Thanksgiving meant wine. Usually Riunite with ice. Oh, that’s nice. My favorite flavor was Lambrusco. It tasted like grape juice with a nice little kick that made everything a little fuzzier. It seemed to soften the edges of life.

That year we probably had generic wine. My Dad was on a generic kick. It seemed everyone in our town was. White packages with stark black lettering were everywhere. Why spend money on all that ridiculous advertising? Generic wine, coffee, cigarettes, and cereal were all available at a large discount. We probably even had generic powdered milk. Thankfully there was no such thing as powdered generic wine or I’m sure we would have tried it.

Actually, I’m not a hundred percent sure we had wine that year. My mother preferred hard alcohol and had recently decided to experiment with making her own. She seemed to be experimenting with a lot of things those days. This was part of her ongoing dream of creating the next big thing to make her mark in the world and her million dollars. There always was some weird science experiment fermenting on the counters or in the bathtub. Fortunately, she wasn’t making bathtub gin. That year Mom was cultivating Galliano.

The liquor was being aged in several lead crystal containers. I don’t know where she got the recipe, but it was pretty much vodka and sugar with some sort of flavoring. It tasted yummy almost like Riunite, but with a major kick. Nothing like a good buzz to bring the family closer together. It worked. I think I may have even lifted a glass to thank my mother for her contribution.

Mom remarked on how beautiful the table looked. You always make the table so festive she said smiling. I’d worked extra hard on making the table perfect that year. My sister’s friend had taught me how to make napkin fans and I had perfected the art. There on everyone’s plate was a burgundy napkin fan. We looked like a normal family. Roy Orbison’s family.

In the end, it ended up being a really nice Thanksgiving. Right after my Dad gave his blessing which was “Over the lips and through the gums look out stomach here it comes,” my brother started humming Pretty Woman, very softly so only I could hear it. The Galiano had already started working on me and I tried hard to hold back my laughter. My brother saw me on the verge of cracking up and he hummed the song a little louder. Then louder still until I couldn’t hold the giggles in anymore. I started laughing so hard I almost peed my pants. My laugh was infectious. First, my Dad started laughing, then my mom and then my brother. Of course, my parents had no idea what we were laughing about, but the laughter must have felt good to everyone.

“What is so funny about that song?” My mother asked.

Then I felt bad. Really bad. We were making fun of my mother on Thanksgiving Day. Maybe I was a shithead just like she thought.

“Nothing,” I said wiping my eyes. Tears of laughter turned to tears of shame. “Joe just said something stupid about Roy Orbison that I thought was funny.”

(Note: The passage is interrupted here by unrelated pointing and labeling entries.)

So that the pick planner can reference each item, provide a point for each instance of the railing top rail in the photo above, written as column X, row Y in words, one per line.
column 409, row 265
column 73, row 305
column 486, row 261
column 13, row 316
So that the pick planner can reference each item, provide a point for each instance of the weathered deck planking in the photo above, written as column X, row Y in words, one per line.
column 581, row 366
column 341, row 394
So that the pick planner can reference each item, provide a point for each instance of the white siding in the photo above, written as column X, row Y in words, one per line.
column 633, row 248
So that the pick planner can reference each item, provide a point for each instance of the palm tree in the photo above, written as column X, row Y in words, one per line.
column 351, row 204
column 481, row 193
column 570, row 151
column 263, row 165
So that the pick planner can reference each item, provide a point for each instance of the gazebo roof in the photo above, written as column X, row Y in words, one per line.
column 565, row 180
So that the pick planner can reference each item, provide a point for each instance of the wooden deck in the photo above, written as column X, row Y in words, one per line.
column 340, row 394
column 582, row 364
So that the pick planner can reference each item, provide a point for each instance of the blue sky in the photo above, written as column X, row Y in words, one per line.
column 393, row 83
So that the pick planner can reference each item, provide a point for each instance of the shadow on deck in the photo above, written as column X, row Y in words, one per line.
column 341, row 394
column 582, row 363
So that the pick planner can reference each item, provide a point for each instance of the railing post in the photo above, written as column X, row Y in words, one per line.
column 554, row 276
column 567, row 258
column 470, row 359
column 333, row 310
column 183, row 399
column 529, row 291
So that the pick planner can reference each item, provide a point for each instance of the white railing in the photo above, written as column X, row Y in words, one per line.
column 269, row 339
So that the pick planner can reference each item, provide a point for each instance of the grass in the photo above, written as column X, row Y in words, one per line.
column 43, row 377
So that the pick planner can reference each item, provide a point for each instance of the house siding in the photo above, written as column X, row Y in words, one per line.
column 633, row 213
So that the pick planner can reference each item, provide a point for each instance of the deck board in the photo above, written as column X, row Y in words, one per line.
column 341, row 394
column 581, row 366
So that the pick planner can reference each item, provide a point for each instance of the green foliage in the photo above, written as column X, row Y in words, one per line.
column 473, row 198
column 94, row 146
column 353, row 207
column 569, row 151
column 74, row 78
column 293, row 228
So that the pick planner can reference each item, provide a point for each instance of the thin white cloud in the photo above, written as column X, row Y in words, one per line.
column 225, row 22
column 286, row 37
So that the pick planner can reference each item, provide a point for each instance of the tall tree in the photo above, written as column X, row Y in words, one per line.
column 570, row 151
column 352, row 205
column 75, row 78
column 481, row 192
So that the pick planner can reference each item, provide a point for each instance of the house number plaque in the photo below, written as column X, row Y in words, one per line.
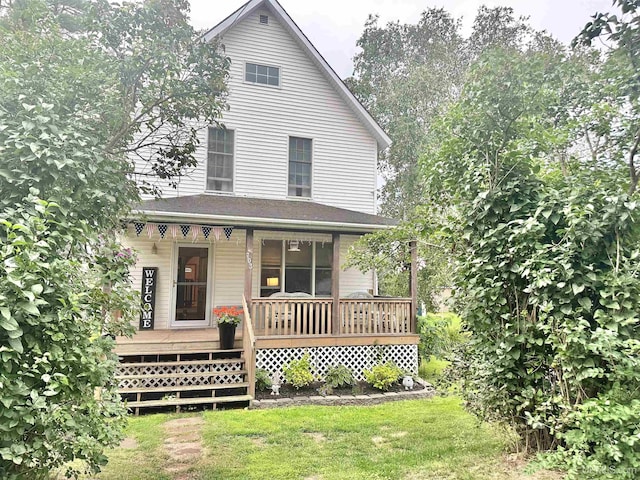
column 148, row 313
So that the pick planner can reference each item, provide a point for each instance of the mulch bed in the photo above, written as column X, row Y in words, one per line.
column 361, row 388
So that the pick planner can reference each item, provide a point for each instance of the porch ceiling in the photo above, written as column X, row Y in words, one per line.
column 260, row 212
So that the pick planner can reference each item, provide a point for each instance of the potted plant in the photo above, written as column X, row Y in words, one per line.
column 228, row 320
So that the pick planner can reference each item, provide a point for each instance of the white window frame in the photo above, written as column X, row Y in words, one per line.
column 248, row 82
column 311, row 173
column 173, row 323
column 283, row 266
column 233, row 170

“Oh I love Roy Orbison,” My mom said.

“Me too,” I said.

Then Mom gave a more religious blessing. I can’t remember what she said but I wish I could. I’m sure it was beautiful. If Norman Rockwell had been there to paint the scene I would have asked him to call it “Gratitude” because that’s how I felt. Grateful to be part of a family that taught me so much in spite of the challenges we faced. Grateful for one last Thanksgiving with my brother before he went off to college, and grateful for the man who planned, shopped for and prepared an amazing feast with very little sleep and a smile on his face. Oh, and of course deep gratitude for mom’s delicious homemade Galliano. She should have made a million dollars with that recipe, the stuff was magical. As for Roy Orbison, I’m grateful for him too. Every time I hear “Pretty Woman” on the radio I think of that Thanksgiving. Even still, I won’t be asking Santa for the Richard Harris Greatest Hits album. Macarthur Park in a snow globe is fine with me.